Still, we had a lot of fun, learned a lot! Spent a lot, oh yes, just have to have that left handed spritzer wrench--ha ha.
One thing that just amazed both of us, especially me as a former Naval Safety Officer, USS Enterprise. People in campgrounds are just a bit nuts. We saw so many things that just turns your hair white. Like, only three parents (including us) at the pool which requires an adult for any kid under 16 and probably thirty kids. Must have been over 200 golf carts with everything you can imagine on them. The absolute craziest was the guy on the standup gas scooter, with the 18 month old hanging on the front bar and him holding his cup of coffee--In motiion. Not a helmet to be seen.
Best quote of the weekend: (after the third attempt to back into the spot) "If you just move the end of your trailer over four feet to the left---you will be ok."....Thanks.
BTW we are both hooked--overall a real blast.








Fred


----------



## mswalt (Sep 14, 2004)

Fred,

Glad you survived! We did, too. Just got back from the Guadalupe River RV 
Resort in Kerrville; Had a great time.

First few minutes there, almost had a BIG mishap.

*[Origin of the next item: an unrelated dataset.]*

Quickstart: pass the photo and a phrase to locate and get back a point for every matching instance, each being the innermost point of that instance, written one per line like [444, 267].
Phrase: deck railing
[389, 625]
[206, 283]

Was setting up camp just after our arrival. Started pulling out the rear bedroom slide when the whole thing started to tip back on me! I FORGOT to up the bed rails for the slide!







Caught my mistake and shoved the whole thing back up into place. Put the rails on and THEN set up. Whew!

Weather was good.......thunderstorm Friday night, Saturday night and 
Sunday afternoon, but still had plenty of time for walking, playing and swimming. The river was nice and warm, too. Grandkikds loved it. So did the DW and I. Had a great time. Will definitely go back.

Oh, BTW, I now know why you put up the awning before you go to bed when the weather forecast calls for thunderstorms. 4AM Saturday morning, trying to put up the awning in the driving rain and wind.....Got it up OK but got drenched in the process. Had to fix it Saturday morning (got the rails off kilter about 3 inches).

Rain did a numer on the ants, too. Got some in the trailer, but Raid Yardguard took care of them. Some people wer'ent so lucky and a couple left early. All in all, nice resort BTW, if you're considering heading to the Hill Country and looking for a resort, not just a campground. Nice pool with a cafe poolside, rec room and adult areas if you're not into kids.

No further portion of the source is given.